17. Vorrichtung nach Anspruch 16,
dadurch gekennzeichnet,
dass auch Inneneck-Mauerplatten (10ei) und Abzweig-Mauerplatten (10zw) vorgesehen sind.
18. Vorrichtung nach Anspruch 16 oder 17,
dadurch gekennzeichnet,
dass die Ständer (44, 46) in der Höhe auf die Höhe der Mauerplatten (10i) abgestimmt und
vertikal zusammensteckbar sind.
19. Vorrichtung nach einem der Ansprüche 16 bis 18,
dadurch gekennzeichnet,
dass die Ansetzschienen (48) und die Richtschienen (49) als U-Profilabschnitte oder Vierkanthohlprofilabschnitt
ausgebildet sind, die an den horizontal ausgerichteten Trägern (45, 47) der Ständer
(44, 46) einhängbar oder auf diese aufschiebbar sind.
20. Vorrichtung nach einem der Ansprüche 16 bis 19,
dadurch gekennzeichnet,
dass die Halter (50, 53) auf den Ansetzschienen (48) axial verstellbar sind.
21. Vorrichtung nach einem der Ansprüche 16 bis 20,
dadurch gekennzeichnet,
dass die Stellplatte (4i) dreieckige Form aufweist und dass der Ständer (44) für durchgehende
Wände in der Mitte einer Dreieckseite an der Stellplatte (41) angebracht ist.

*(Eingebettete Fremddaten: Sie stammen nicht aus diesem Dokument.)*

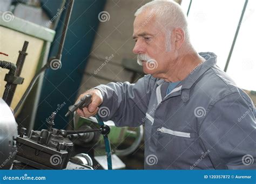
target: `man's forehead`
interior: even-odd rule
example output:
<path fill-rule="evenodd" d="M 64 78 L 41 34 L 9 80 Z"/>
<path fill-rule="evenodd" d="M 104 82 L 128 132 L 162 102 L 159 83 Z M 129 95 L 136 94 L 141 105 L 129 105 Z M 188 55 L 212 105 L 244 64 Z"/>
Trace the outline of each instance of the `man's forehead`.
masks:
<path fill-rule="evenodd" d="M 147 36 L 154 36 L 154 34 L 152 33 L 149 33 L 146 31 L 143 31 L 138 33 L 133 33 L 133 34 L 132 35 L 132 38 L 133 39 L 139 37 L 145 37 Z"/>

22. Vorrichtung nach einem der Ansprüche 16 bis 21,
dadurch gekennzeichnet,
dass die Stellplatte (41) dreieckige Form aufweist und
dass der Ständer (46) für rechtwinklig aufeinanderstoßendes Mauerwerk an einer Dreieckspitze
der Stellplatte (41) angebracht ist.
23. Vorrichtung nach einem der Ansprüche 16 bis 22,
dadurch gekennzeichnet,
dass die als Stellspindeln ausgebildeten Höhenjustiereinrichtungen (43) in den Eckbereichen
der Stellplatte (41) vertikal verstellbar angeordnet sind und
dass die Stellplatte (41) eine Aufnahme für eine mit der Basis (B) oder einer Decke des
Bauwerks verbindbare, verdübelbare Befestigungsschraube (42) aufweist.
24. Vorrichtung nach einem der Ansprüche 16 bis 23,
dadurch gekennzeichnet,
dass die Ständer (44, 46) runden oder quadratischen Querschnitt aufweisen und
dass die Träger (45, 47) für die Ansetzschienen (48) und Richtschienen (49) auf der der
Befestigungsstelle zwischen Ständer (44, 46) und Stellplatte (41) gegenüberliegenden
Seite des Ständers (44, 46) angebracht sind.
25. Vorrichtung nach einem der Ansprüche 16 bis 24,
dadurch gekennzeichnet,
dass die Stellplatte (41) als Rahmenkonstruktion ausgebildet ist.
26. Vorrichtung nach einem der Ansprüche 16 bis 25,
dadurch gekennzeichnet,
dass die den Außenabschluß (Sa) bildenden Mauerplatten (10a) und Außeneck-Mauerplatten
(10ea) mittels einer die Unterkanten derselben untergreifenden Hebeeinrichtung horizontal
ausrichtbar sind.
27. Vorrichtung nach einem der Ansprüche 16 bis 26,
dadurch gekennzeichnet,
dass zum Mischen des Schüttgutes und des Bindemittels in der vor dem zu erstellenden Mauerwerk
positionierten Mischeinrichtung das Schüttgut und Bindemittel trocken zuführbar sind,
dass das Schüttgut und das Bindemittel in der Mischeinrichtung in mindestens zwei Füllmassenströme
aufteilbar sind, und
dass den wieder zusammengeführten Füllmassenströmen über einen Frischwasseranschluss das
für die Einleitung der Abbindung notwendige Wasser zuführbar ist.
28. Vorrichtung nach Anspruch 27,
dadurch gekennzeichnet,
dass der fahrbar ausgebildeten Mischeinrichtung das Schüttgut und das Bindemittel über
eine gemeinsame Zuleitung zuführbar ist.
29. Vorrichtung nach einem der Ansprüche 16 bis 28,
dadurch gekennzeichnet,
dass der Abstandshalter (30) in seiner Länge auf den Außenabstand des Außenabschlusses
(Sa) und des Innenabschlusses (Si) abgestimmt und an seinen Enden mit Gewindeaufnahmen
(34, 37) versehen ist,
dass in die Gewindeaufnahmen (34, 37) dem Innenabschluss (Si) zugekehrt eine Anschlagplatte
(35) mit Gewindeteil (36) und dem Außenabschluss (Sa) zugekehrt eine Einführspitze
(38) mit Gewindeteil (39) einschraubbar sind und
dass die Abstandshalter (30) und die Einführspitze (38) mit Schlitzen (32) für Keile (31)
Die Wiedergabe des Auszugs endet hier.